Buddy Blitz is a quick-fire matching game where you drop colored tiles on a grid to match as many groups as you can before the timer runs out. The top of the screen is home to your animal buddy who passes out tiles one at a time. Simply tap a tile on the grid to have it replaced with the new tile, forming a match (hopefully) and making way for brand new tiles. The bigger the match the better your score, and if you can match enough of a certain color of gem, your animal buddy will jump in and clear chunks of the screen in a single move!

Buddy Blitz     Buddy Blitz

In order to play a round you need to spend a heart, one of the game’s two currencies. By playing multiple rounds of Buddy Blitz you slowly unlock new animal buddies, power-ups, and score multipliers. Scores can even be shared via Facebook so you can compete against your friends.

Here is where all the cute graphics and gameplay come crumbling down: in-app purchases. It’s difficult to tell if Buddy Blitz is a puzzle game or a microtransaction vehicle with a pretty coat of paint. Everything in the game is set up to ensure you hit one of several paywalls no matter what you do. The more you play, the more you have to wait (or pay) to play. The more you unlock, the more you have to spend to use what you unlocked. It’s an awful cycle, and it almost feels like you’re being punished for wanting to enjoy the game.

For example, the hearts that fuel your gaming sessions can be purchased in packs, or you can wait for them to refill at a rate of one every 15 minutes. That may sound speedy, but the cap is five hearts, meaning you can never play more than five rounds at a time. Power-ups are also rigged with the IAP tripwire. Once unlocked, you can carry one or several game-altering power-ups into puzzle rounds to give yourself a little help. Buddy Blitz insists on charging thousands of coins to use these items, and wouldn’t you know it, coins can be refilled via expensive in-app purchases! Tie these facts into the game’s “compete against your friends” set-up and you’ll start to wonder if Buddy Blitz was created as some sort of social experiment to see if friendly competition would encourage people to spend large amounts of money on virtual currencies.
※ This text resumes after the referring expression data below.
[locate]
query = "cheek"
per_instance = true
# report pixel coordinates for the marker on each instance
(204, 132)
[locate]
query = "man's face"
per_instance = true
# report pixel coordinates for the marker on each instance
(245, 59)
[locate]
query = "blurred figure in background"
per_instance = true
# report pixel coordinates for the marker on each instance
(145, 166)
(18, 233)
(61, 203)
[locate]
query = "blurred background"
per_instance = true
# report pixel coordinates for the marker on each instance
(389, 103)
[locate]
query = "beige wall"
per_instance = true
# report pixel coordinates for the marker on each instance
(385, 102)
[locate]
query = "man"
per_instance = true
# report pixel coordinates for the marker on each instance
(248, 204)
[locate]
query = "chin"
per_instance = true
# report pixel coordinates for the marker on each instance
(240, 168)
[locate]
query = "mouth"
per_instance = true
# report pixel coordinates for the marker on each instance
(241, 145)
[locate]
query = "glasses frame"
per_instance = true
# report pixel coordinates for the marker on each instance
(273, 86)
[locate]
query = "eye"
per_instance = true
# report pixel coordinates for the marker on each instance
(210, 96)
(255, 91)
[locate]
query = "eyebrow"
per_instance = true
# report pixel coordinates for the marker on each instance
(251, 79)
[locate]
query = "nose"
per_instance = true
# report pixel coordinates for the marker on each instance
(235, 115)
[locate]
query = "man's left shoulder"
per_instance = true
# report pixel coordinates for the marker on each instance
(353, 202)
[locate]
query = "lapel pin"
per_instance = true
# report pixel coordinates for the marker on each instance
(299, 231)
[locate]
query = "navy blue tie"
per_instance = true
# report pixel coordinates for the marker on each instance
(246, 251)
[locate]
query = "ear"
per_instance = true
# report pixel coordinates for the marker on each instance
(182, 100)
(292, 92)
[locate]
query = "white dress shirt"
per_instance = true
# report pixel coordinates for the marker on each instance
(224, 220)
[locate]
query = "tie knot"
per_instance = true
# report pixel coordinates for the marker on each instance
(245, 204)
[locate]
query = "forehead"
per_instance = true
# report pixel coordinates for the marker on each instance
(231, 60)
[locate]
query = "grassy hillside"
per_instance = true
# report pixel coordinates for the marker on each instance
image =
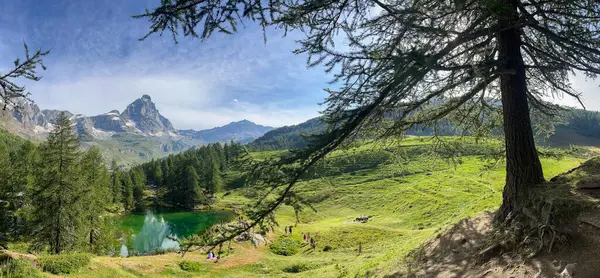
(409, 195)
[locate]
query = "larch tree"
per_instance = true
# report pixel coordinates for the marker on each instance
(57, 192)
(409, 63)
(127, 191)
(97, 193)
(192, 193)
(10, 91)
(115, 181)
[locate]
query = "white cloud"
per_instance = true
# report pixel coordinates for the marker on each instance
(271, 115)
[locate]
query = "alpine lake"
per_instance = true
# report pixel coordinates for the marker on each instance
(155, 229)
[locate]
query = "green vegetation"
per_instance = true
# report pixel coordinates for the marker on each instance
(63, 263)
(188, 179)
(190, 266)
(429, 192)
(299, 267)
(14, 268)
(285, 246)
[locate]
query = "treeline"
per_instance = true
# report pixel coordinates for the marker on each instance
(191, 178)
(586, 123)
(56, 196)
(287, 137)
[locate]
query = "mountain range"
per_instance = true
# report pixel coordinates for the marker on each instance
(137, 134)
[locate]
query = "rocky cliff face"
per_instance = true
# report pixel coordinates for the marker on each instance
(143, 115)
(138, 134)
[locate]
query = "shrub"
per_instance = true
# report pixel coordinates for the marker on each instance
(12, 268)
(191, 266)
(285, 246)
(297, 268)
(64, 263)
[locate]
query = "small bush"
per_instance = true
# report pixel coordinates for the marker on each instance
(191, 266)
(64, 263)
(285, 246)
(297, 268)
(11, 268)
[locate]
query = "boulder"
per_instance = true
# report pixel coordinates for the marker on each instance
(591, 182)
(362, 219)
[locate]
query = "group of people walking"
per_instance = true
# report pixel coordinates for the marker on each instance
(307, 238)
(310, 240)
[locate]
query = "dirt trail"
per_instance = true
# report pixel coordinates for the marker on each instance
(457, 252)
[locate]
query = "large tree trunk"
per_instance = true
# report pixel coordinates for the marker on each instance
(523, 167)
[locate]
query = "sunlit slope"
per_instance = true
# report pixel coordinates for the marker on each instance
(410, 195)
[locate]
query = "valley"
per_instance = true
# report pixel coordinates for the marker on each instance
(408, 194)
(299, 139)
(138, 134)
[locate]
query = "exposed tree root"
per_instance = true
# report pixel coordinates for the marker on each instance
(546, 219)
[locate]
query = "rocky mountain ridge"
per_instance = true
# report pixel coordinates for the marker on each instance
(137, 134)
(140, 117)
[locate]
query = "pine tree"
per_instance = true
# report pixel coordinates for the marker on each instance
(139, 184)
(473, 62)
(127, 191)
(96, 183)
(158, 175)
(20, 182)
(214, 182)
(6, 194)
(192, 194)
(115, 182)
(58, 211)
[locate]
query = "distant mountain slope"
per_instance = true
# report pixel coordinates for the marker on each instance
(581, 128)
(242, 132)
(139, 133)
(287, 137)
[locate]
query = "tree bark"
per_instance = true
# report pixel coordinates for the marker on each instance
(523, 167)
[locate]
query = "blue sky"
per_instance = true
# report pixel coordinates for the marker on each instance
(97, 64)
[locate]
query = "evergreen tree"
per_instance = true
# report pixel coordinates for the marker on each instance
(139, 184)
(10, 91)
(127, 191)
(57, 214)
(23, 163)
(6, 194)
(157, 175)
(96, 183)
(214, 182)
(115, 182)
(192, 194)
(423, 62)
Buddy Blitz     Buddy Blitz

Doing some quick math for these in-app purchases quickly shows just how imbalanced the whole system is. Buddy Blitz charges upwards of $99.99 for coin packs and $24.99 for hearts, both of which are currencies that deplete at an alarming rate the more you play. Even the lowest tier feels like an insult: $0.99 buys you six hearts, which translates into precisely six minutes of gameplay. That’s a terrible deal no matter how you look at it.

Downloading Buddy Blitz gives you 20 hearts and a few thousand coins to carry around, which is just enough to give you a taste of the game before the IAP trap sets in. The gameplay is good in short bursts, but there’s little depth or room for strategy; it’s just 60 second rounds of mad gem dropping. It’s a lovely looking game with good graphics and crisp sound effects, but when the in-app purchasing system goes so far as to feel insulting, it really doesn’t matter what the game underneath is like.